5 Things to Never Do if Stopped by Police on a Highway

Most of my criminal defence practice covers about 300 kilometres of Canada’s busiest highway, running from the Quebec-Ontario border in the east to Belleville in the west. While my work often involves helping individuals who live in the communities like Cornwall, Brockville and Kingston that are arrayed along that Eastern Ontario stretch of the Highway 401 (is there anyone who actually calls it by its official Macdonald-Cartier Freeway name?), it’s especially common for me to assist those who who were just passing through - often on their way to or from Montreal or Toronto, and points further east and west. They might get stopped by police along that all so busy corridor for one minor reason or another, but then things escalate.

If you’re ever stopped, I can offer you my top 5 things to never do if stopped by police on the highway. 

1. Lie to the Police

Yes, I know this one seems obvious. But police stops are stressful experiences. We can all do stupid things. We might not be thinking clearly. Often, you’ll have done nothing wrong, but lying to police can constitute the criminal offence of obstructing justice. So don’t give a false name. Don’t give a false birthdate. Don’t lie about where you are going, or what you are doing. 

2. Volunteer Information

No one has a legal duty to help the police, beyond providing very limited information mandated by law. If the police ask you about your name, you likely need to give it to them. If you are driving, you need to provide a driver’s licence, registration, proof of insurance, and limited other driving-related information if asked. But the police generally can’t force you to talk, regardless of whether you are the target of an investigation, a witness to an event, or just someone they casually encounter. 

3. Refuse to Provide Driving-related Information if Driving

Because driving a motor vehicle is a privilege, and not a right, the police can force you to talk about your driving. Beyond providing documents, if you’re involved in an accident the police can demand your side of the story. For regulatory purposes, there’s no right to remain silent. This rules also applies to other regulated activities, like when a regulatory agency is investigating your fishing activities, your hunting activities, or your income tax return.

A regulatory investigation can’t gather information compelled from you predominantly for the purpose of incriminating and charging you. But that can be the end result. Federal and provincial legislation creates many “information demand” powers in the regulatory context, but not in the criminal context. So a lawful drug manufacturer can be forced to talk, but an illegal drug dealer can’t. 
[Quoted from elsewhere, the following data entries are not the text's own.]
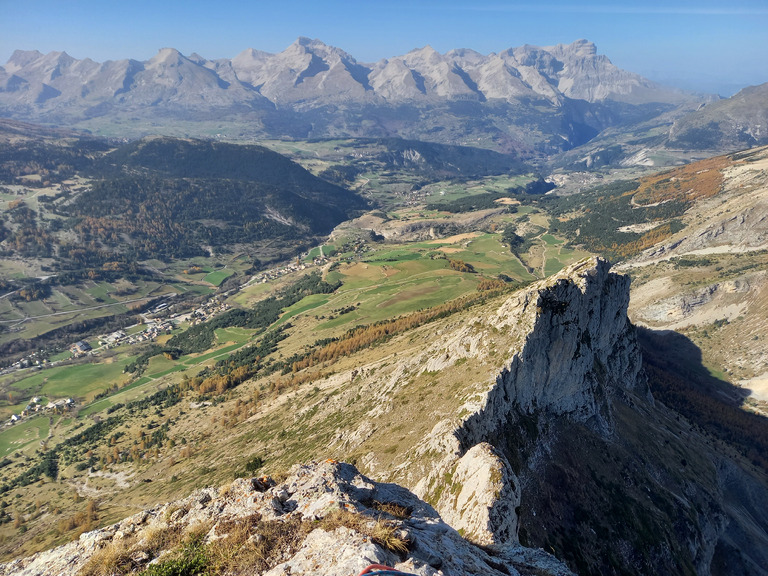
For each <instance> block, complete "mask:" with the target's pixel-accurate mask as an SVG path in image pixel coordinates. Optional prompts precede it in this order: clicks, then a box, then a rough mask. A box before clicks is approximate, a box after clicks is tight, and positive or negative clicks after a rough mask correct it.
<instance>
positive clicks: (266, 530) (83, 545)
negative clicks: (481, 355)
mask: <svg viewBox="0 0 768 576" xmlns="http://www.w3.org/2000/svg"><path fill="white" fill-rule="evenodd" d="M159 535H164V536H163V537H159ZM195 535H196V536H197V537H196V538H195ZM158 541H165V543H166V547H158V544H157V543H158ZM185 543H186V545H187V546H188V547H189V546H197V547H198V548H199V549H202V548H205V549H206V550H207V551H208V552H209V554H208V555H207V557H208V558H213V557H216V558H221V556H217V550H225V549H227V548H228V549H229V550H232V549H233V548H234V547H238V552H237V554H236V555H235V557H233V558H230V559H229V562H230V564H229V566H228V567H229V568H230V569H231V572H232V573H238V574H241V573H254V574H256V573H258V574H267V575H269V576H288V575H291V574H314V573H317V568H318V567H319V566H322V573H323V574H327V575H334V576H349V575H350V574H357V573H359V572H360V571H361V570H363V569H364V568H365V567H366V566H368V565H370V564H385V565H389V566H393V567H395V568H397V569H399V570H402V571H405V572H408V573H412V574H418V575H420V576H435V575H438V574H445V575H450V574H464V575H471V574H477V575H481V574H482V575H488V576H519V575H520V574H521V573H523V574H532V573H536V574H540V575H542V576H543V575H552V576H566V575H570V574H571V572H570V570H568V568H567V567H566V566H565V565H564V564H563V563H561V562H560V561H558V560H557V559H555V558H554V557H553V556H551V555H549V554H547V553H546V552H544V551H541V550H533V549H529V548H524V547H522V546H516V545H505V546H497V547H495V548H493V549H492V550H491V549H484V548H481V547H479V546H477V545H475V544H473V543H471V542H469V541H468V540H466V539H464V538H463V537H462V536H461V535H460V534H459V533H458V532H457V531H456V530H454V529H453V528H451V527H450V526H448V525H447V524H446V523H445V522H443V521H442V520H441V519H440V517H439V516H438V514H437V513H436V512H435V510H434V509H433V508H432V507H431V506H429V505H428V504H426V503H425V502H424V501H422V500H420V499H418V498H417V497H416V496H414V495H413V494H412V493H411V492H409V491H408V490H406V489H404V488H402V487H400V486H397V485H395V484H387V483H378V482H374V481H373V480H371V479H369V478H367V477H365V476H363V475H362V474H360V473H359V472H358V471H357V469H356V468H355V467H354V466H351V465H349V464H343V463H338V462H335V461H333V460H326V461H324V462H319V463H318V462H316V463H312V464H309V465H300V466H296V467H294V468H293V469H292V471H291V472H290V473H289V475H288V477H287V479H286V480H285V481H283V482H281V483H279V484H278V483H275V482H274V481H272V480H271V479H269V478H266V477H263V478H260V479H256V478H251V479H239V480H236V481H235V482H233V483H232V484H231V485H229V486H226V487H224V488H220V489H216V488H206V489H203V490H200V491H198V492H196V493H194V494H192V495H191V496H189V497H187V498H185V499H183V500H179V501H176V502H171V503H168V504H165V505H162V506H158V507H156V508H152V509H150V510H145V511H143V512H139V513H138V514H134V515H133V516H130V517H129V518H126V519H125V520H122V521H121V522H117V523H116V524H113V525H111V526H107V527H105V528H102V529H99V530H95V531H92V532H87V533H85V534H83V535H81V536H80V538H79V539H78V540H77V541H74V542H71V543H69V544H65V545H64V546H60V547H58V548H55V549H53V550H50V551H46V552H42V553H39V554H36V555H34V556H31V557H29V558H24V559H19V560H15V561H13V562H10V563H8V564H6V565H4V566H0V573H2V574H4V575H6V576H10V575H11V574H14V575H17V576H33V575H34V576H42V575H53V574H56V575H58V576H69V575H71V576H75V575H76V574H78V573H80V572H81V570H84V569H85V570H88V569H89V568H93V567H95V566H99V568H100V570H101V572H99V573H109V569H110V566H109V565H107V562H109V561H112V562H121V563H122V564H121V567H122V568H123V569H125V568H126V566H127V567H129V568H130V572H131V573H137V572H139V571H141V570H142V569H144V568H145V567H146V566H147V565H148V564H149V563H150V562H154V563H156V564H162V563H163V562H164V561H168V560H169V559H171V558H172V557H173V552H172V551H171V550H173V549H175V550H176V553H177V554H178V549H180V548H181V547H182V546H183V545H184V544H185ZM169 549H171V550H169ZM110 559H111V560H110ZM205 568H206V567H205V566H201V565H198V566H197V567H196V569H197V570H198V571H200V572H203V571H204V570H205ZM89 573H94V572H89ZM121 573H125V572H121Z"/></svg>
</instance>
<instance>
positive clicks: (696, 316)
mask: <svg viewBox="0 0 768 576" xmlns="http://www.w3.org/2000/svg"><path fill="white" fill-rule="evenodd" d="M722 174H723V184H722V186H721V189H720V192H719V193H718V194H716V195H715V196H713V197H711V198H709V199H708V200H706V201H703V202H700V203H699V204H697V205H695V206H694V207H693V208H692V209H691V210H689V212H688V213H686V215H685V216H684V219H683V220H684V223H685V224H686V228H685V229H684V230H682V231H681V232H679V233H678V234H677V235H675V236H674V237H673V238H671V239H670V240H668V241H665V242H664V243H663V244H661V245H657V246H655V247H653V248H651V249H649V250H647V251H646V252H645V253H644V254H642V255H641V256H639V257H638V258H635V259H634V260H632V261H631V262H628V263H626V264H622V265H620V266H618V267H617V269H619V270H622V271H627V272H629V273H630V274H631V275H632V278H633V287H632V299H631V304H630V309H629V314H630V317H631V319H632V321H633V322H635V323H637V324H639V325H643V326H647V327H650V328H653V329H669V330H677V331H680V332H682V333H683V334H685V335H686V336H688V337H689V338H691V339H692V340H693V342H694V343H695V344H696V345H697V346H698V347H699V348H701V350H702V354H703V357H704V361H705V364H706V365H708V366H711V367H712V369H713V370H714V371H718V370H723V372H724V374H725V375H727V378H728V379H729V380H731V381H733V382H737V383H738V384H739V385H741V386H742V387H744V388H745V389H747V390H750V393H751V396H752V399H753V400H754V402H753V404H754V407H755V409H757V410H759V411H764V410H765V405H764V402H765V401H766V392H768V390H766V374H768V352H766V350H768V348H767V347H766V341H765V326H766V325H767V324H768V273H767V272H766V270H768V254H767V251H768V149H766V148H760V149H755V150H751V151H747V152H744V153H741V154H738V155H735V156H734V161H733V162H732V163H731V165H730V166H728V167H726V168H725V169H723V171H722Z"/></svg>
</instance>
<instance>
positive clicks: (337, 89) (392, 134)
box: [0, 38, 698, 153]
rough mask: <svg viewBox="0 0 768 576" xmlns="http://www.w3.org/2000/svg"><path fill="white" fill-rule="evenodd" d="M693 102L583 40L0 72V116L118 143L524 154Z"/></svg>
mask: <svg viewBox="0 0 768 576" xmlns="http://www.w3.org/2000/svg"><path fill="white" fill-rule="evenodd" d="M691 101H695V102H698V99H697V98H694V97H692V96H690V95H685V94H682V93H680V92H678V91H675V90H671V89H667V88H663V87H661V86H659V85H656V84H654V83H652V82H650V81H648V80H646V79H644V78H642V77H641V76H638V75H636V74H632V73H630V72H626V71H623V70H620V69H619V68H617V67H616V66H614V65H613V64H612V63H611V62H610V60H608V58H606V57H605V56H603V55H598V54H597V50H596V47H595V45H594V44H592V43H590V42H587V41H585V40H580V41H577V42H574V43H573V44H569V45H557V46H554V47H541V48H540V47H535V46H523V47H520V48H512V49H509V50H505V51H503V52H500V53H498V54H495V53H494V54H489V55H482V54H479V53H477V52H473V51H471V50H452V51H450V52H448V53H446V54H440V53H438V52H436V51H435V50H434V49H432V48H431V47H429V46H427V47H424V48H421V49H418V50H413V51H411V52H409V53H408V54H405V55H403V56H397V57H393V58H389V59H386V60H382V61H380V62H377V63H375V64H365V63H360V62H357V61H356V60H355V59H354V57H352V56H351V55H350V54H347V53H346V52H344V51H343V50H340V49H338V48H335V47H332V46H328V45H326V44H323V43H322V42H320V41H319V40H310V39H307V38H299V39H298V40H297V41H296V42H294V43H293V44H292V45H291V46H289V47H288V48H287V49H286V50H284V51H283V52H281V53H279V54H268V53H265V52H260V51H257V50H253V49H248V50H245V51H244V52H242V53H240V54H238V55H237V56H235V57H234V58H232V59H231V60H228V59H223V60H215V61H211V60H206V59H205V58H203V57H201V56H199V55H196V54H193V55H190V56H185V55H183V54H181V53H179V52H178V51H177V50H175V49H173V48H163V49H162V50H160V51H159V52H158V54H157V55H156V56H155V57H154V58H152V59H150V60H148V61H146V62H139V61H136V60H121V61H108V62H104V63H97V62H94V61H92V60H90V59H85V60H76V59H74V58H72V57H71V56H69V55H68V54H66V53H65V52H51V53H49V54H41V53H39V52H36V51H26V52H25V51H17V52H15V53H14V54H13V56H12V57H11V58H10V60H9V61H8V63H7V64H6V65H5V66H4V67H2V68H0V114H2V115H4V116H9V117H13V118H15V119H19V120H33V121H40V122H46V123H54V124H66V125H76V126H78V127H83V128H89V129H91V130H94V131H99V132H102V133H108V134H119V136H121V137H125V136H135V135H143V134H146V133H147V131H151V132H152V133H157V131H158V127H162V130H163V131H164V133H166V134H169V135H177V134H179V135H187V134H189V135H211V134H215V133H219V134H221V133H222V132H226V136H227V137H228V138H252V137H264V136H271V137H336V136H366V137H370V136H400V137H406V138H415V139H424V140H431V141H439V142H444V143H467V142H470V141H472V142H474V143H475V144H477V143H478V142H479V143H480V144H481V145H482V146H484V147H492V148H497V149H502V150H505V151H508V150H522V151H526V152H527V153H532V152H533V151H538V152H542V151H545V152H546V151H552V150H556V149H562V148H563V147H565V148H570V147H572V146H574V145H577V144H580V143H583V142H585V141H587V140H589V139H591V138H592V137H594V136H595V134H597V133H598V132H599V131H601V130H602V129H604V128H606V127H607V126H611V125H614V124H624V123H626V122H629V121H636V120H637V119H638V118H641V117H645V116H647V115H648V114H651V115H656V114H658V113H659V112H661V111H667V110H670V109H673V108H675V107H676V106H677V105H680V104H683V103H685V102H691ZM179 121H184V122H185V125H184V126H183V127H179V126H178V125H177V124H178V122H179ZM190 121H191V122H192V123H191V124H189V122H190ZM146 122H154V124H149V125H148V124H146ZM181 130H183V132H182V131H181ZM478 139H479V140H478Z"/></svg>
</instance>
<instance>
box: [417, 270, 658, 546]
mask: <svg viewBox="0 0 768 576" xmlns="http://www.w3.org/2000/svg"><path fill="white" fill-rule="evenodd" d="M628 303H629V278H628V277H626V276H619V275H617V274H613V273H611V272H610V265H609V264H608V262H606V261H605V260H602V259H599V258H592V259H588V260H585V261H582V262H580V263H577V264H575V265H574V266H572V267H569V268H567V269H565V270H564V271H562V272H561V273H560V274H558V275H556V276H555V277H553V278H550V279H548V280H547V281H546V282H542V283H540V284H537V285H534V287H533V288H532V289H531V290H527V291H524V292H522V293H518V294H516V295H515V296H513V297H511V298H510V299H509V300H507V301H506V302H505V303H504V304H502V306H501V307H500V308H499V309H498V310H497V312H496V316H495V318H494V319H493V322H494V325H495V327H496V328H497V329H498V330H506V331H510V332H518V333H522V334H525V338H524V341H523V342H522V345H521V346H520V347H519V349H517V350H513V351H512V353H513V354H512V358H511V359H510V360H509V361H508V362H507V363H506V364H505V366H504V368H503V369H502V371H501V373H500V374H499V375H498V376H497V377H496V381H495V384H494V385H492V386H491V387H490V388H489V389H488V390H487V391H486V392H485V394H484V395H483V396H482V397H481V398H479V399H478V400H476V401H474V402H472V403H470V404H468V405H465V409H466V410H467V411H469V412H470V415H469V416H467V417H465V418H464V419H463V420H462V421H461V423H460V424H459V425H458V426H457V427H454V426H453V425H452V424H451V423H450V422H445V423H444V424H443V425H438V426H437V427H436V429H435V431H433V434H432V436H431V437H430V439H428V441H427V442H426V443H425V444H424V447H423V448H422V449H423V450H433V449H435V445H436V444H437V445H442V446H446V445H447V446H450V447H451V448H450V450H449V451H448V453H449V455H448V456H447V457H446V458H445V459H444V460H443V461H442V462H441V465H440V466H438V467H436V469H435V470H433V471H431V472H430V473H428V474H427V476H426V477H425V478H424V479H423V480H422V481H421V482H420V483H419V484H418V486H417V488H416V491H417V493H421V494H425V495H429V494H432V495H433V496H434V487H436V486H440V482H439V478H440V477H441V476H444V475H446V474H448V476H449V477H450V478H451V485H452V486H453V488H449V489H440V490H441V493H440V495H439V496H437V500H438V504H437V506H438V509H439V510H440V511H441V513H442V514H443V515H444V516H445V517H446V518H450V521H451V522H452V525H454V526H457V527H461V528H463V529H465V531H466V532H467V533H468V534H471V535H473V537H474V538H476V539H478V540H479V541H489V542H496V541H506V542H516V541H517V530H516V525H517V519H516V518H515V514H516V512H515V510H516V509H517V507H518V506H519V505H520V492H519V482H520V481H519V479H518V478H517V476H516V474H515V472H514V471H513V469H512V467H511V466H510V463H509V461H508V459H507V457H505V455H504V454H503V453H501V452H500V451H496V450H492V449H491V447H490V445H489V444H487V443H489V442H490V443H491V444H499V442H500V439H501V438H502V437H503V436H504V435H505V430H506V428H507V427H508V425H509V422H510V421H513V420H517V419H519V418H520V417H525V416H532V415H534V414H535V415H537V416H538V415H544V416H545V417H550V418H559V417H567V418H568V419H570V420H572V421H574V422H579V423H584V424H587V425H588V426H590V427H591V428H592V429H594V430H596V431H598V432H599V433H600V434H602V435H610V434H611V433H612V432H613V429H614V423H613V416H612V412H611V408H610V403H609V397H610V395H612V394H615V393H616V392H617V391H619V390H630V391H637V392H639V393H640V394H642V395H644V396H646V397H647V398H649V399H650V395H649V394H648V393H647V389H646V388H645V386H644V384H643V381H642V378H640V371H641V358H640V353H639V349H638V346H637V342H636V340H635V335H634V328H633V327H632V326H631V324H630V323H629V320H628V319H627V314H626V312H627V306H628ZM651 401H652V399H651ZM438 437H442V440H439V439H438ZM480 447H483V448H482V449H480ZM478 451H479V453H482V454H483V457H482V458H479V457H478V456H479V454H478ZM470 462H471V464H470ZM468 469H471V470H472V471H473V472H472V474H474V475H475V476H476V477H477V478H483V479H482V480H478V482H477V483H478V484H479V485H482V487H483V488H482V491H486V492H488V491H491V492H493V493H494V494H495V496H496V498H495V499H494V498H492V499H491V500H490V501H482V500H481V499H478V498H475V499H473V500H471V501H470V500H464V501H462V500H461V498H460V496H461V494H462V493H463V492H464V491H465V488H464V487H463V485H464V480H465V478H466V476H467V475H468V472H467V470H468ZM480 470H483V472H482V473H481V472H480ZM460 471H461V474H460V473H459V472H460ZM494 477H495V478H496V484H497V485H496V486H495V487H494V486H492V485H493V483H492V482H489V481H487V480H486V478H494ZM502 478H503V480H504V481H502ZM454 492H458V495H459V497H458V498H456V497H454V496H455V494H454ZM478 508H479V510H478ZM494 508H503V509H504V510H505V511H506V512H505V514H494V512H493V511H494Z"/></svg>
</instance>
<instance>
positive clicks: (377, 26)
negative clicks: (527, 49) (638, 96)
mask: <svg viewBox="0 0 768 576" xmlns="http://www.w3.org/2000/svg"><path fill="white" fill-rule="evenodd" d="M299 36H307V37H310V38H317V39H319V40H322V41H323V42H325V43H326V44H330V45H333V46H336V47H338V48H341V49H343V50H345V51H347V52H349V53H350V54H351V55H352V56H354V57H355V58H356V59H357V60H358V61H360V62H375V61H377V60H379V59H381V58H386V57H390V56H397V55H402V54H405V53H406V52H408V51H409V50H412V49H414V48H420V47H422V46H425V45H427V44H429V45H431V46H432V47H433V48H435V49H436V50H438V51H439V52H446V51H448V50H450V49H452V48H471V49H474V50H477V51H478V52H481V53H483V54H488V53H490V52H500V51H502V50H505V49H507V48H512V47H516V46H521V45H523V44H533V45H538V46H548V45H552V44H560V43H563V44H567V43H570V42H573V41H574V40H577V39H581V38H586V39H587V40H591V41H592V42H594V43H595V44H597V48H598V52H599V53H600V54H604V55H606V56H608V58H610V59H611V61H612V62H613V63H614V64H616V65H617V66H619V67H621V68H624V69H626V70H629V71H631V72H636V73H639V74H642V75H644V76H646V77H648V78H651V79H653V80H656V81H659V82H662V83H665V84H668V85H672V86H678V87H682V88H687V89H693V90H699V91H706V92H717V93H720V94H721V95H724V96H729V95H731V94H733V93H734V92H736V91H738V90H739V89H740V88H742V87H744V86H748V85H755V84H762V83H764V82H768V0H664V1H662V0H647V1H632V0H613V1H605V0H596V1H594V2H590V1H587V2H584V1H571V2H568V1H565V0H554V1H550V0H539V1H536V0H523V1H514V0H474V1H469V0H466V1H461V0H444V1H437V0H426V1H421V0H350V1H347V0H271V1H264V0H241V1H236V0H216V1H198V0H151V1H147V0H0V64H4V63H5V62H7V60H8V58H9V57H10V56H11V54H12V53H13V51H14V50H16V49H22V50H39V51H41V52H44V53H47V52H50V51H54V50H55V51H66V52H67V53H69V54H70V55H71V56H73V57H75V58H86V57H89V58H92V59H93V60H96V61H98V62H103V61H105V60H119V59H123V58H134V59H137V60H147V59H149V58H151V57H152V56H153V55H154V54H155V53H156V52H157V50H159V49H160V48H163V47H168V46H170V47H173V48H176V49H178V50H179V51H181V52H182V53H183V54H186V55H189V54H191V53H193V52H196V53H198V54H199V55H201V56H203V57H205V58H208V59H215V58H232V57H233V56H235V55H237V54H238V53H239V52H241V51H243V50H245V49H246V48H256V49H258V50H265V51H267V52H280V51H282V50H284V49H285V48H286V47H287V46H289V45H290V44H291V43H292V42H293V41H294V40H295V39H296V38H297V37H299Z"/></svg>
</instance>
4. Refuse to Provide a Breath Sample

Even if you’ve been drinking, you very well might not be over the legal limit of alcohol in blood concentration, or otherwise impaired. But if you refuse a police demand to provide a breath sample, what your blood-alcohol level really was becomes irrelevant. Refusing to provide a sample is as serious of an offence as impaired driving or over .08.

There is a mandatory minimum fine upon conviction for refusing to blow, meaning you’re guaranteed to acquire a criminal record. So don’t worry about whether the demand for a sample is legal or not - let your lawyer worry about that later - just cooperate. That advice applies to all police activity. A search could be illegal, an arrest could be illegal, these are all things your lawyer might be able to raise later at your trial, and the illegality might very well lead to your acquittal. But don’t try to figure them out the lawfulness at the time of the events. Just let the police do their thing. 

5. Agree to a Search of Your Vehicle or Person

I get that there can be lots of psychological pressure to agree to a polite request “to take a peek in your trunk, just for a minute” even if you have 10 kilos of neatly packaged powder cocaine sitting in that trunk (true story, it happened on the Trans Canada Highway, and the driver did indeed say something to the effect of “No, I don’t mind of all, go ahead”). Either the police have the power to search, or they don’t. Sometimes they can lawfully search incident to arrest for evidence related to the offence they have reasonable and probable grounds to arrest for. At other times they will need a search warrant to conduct such a search. You should never try to obstruct their searching; but you shouldn’t consent to it.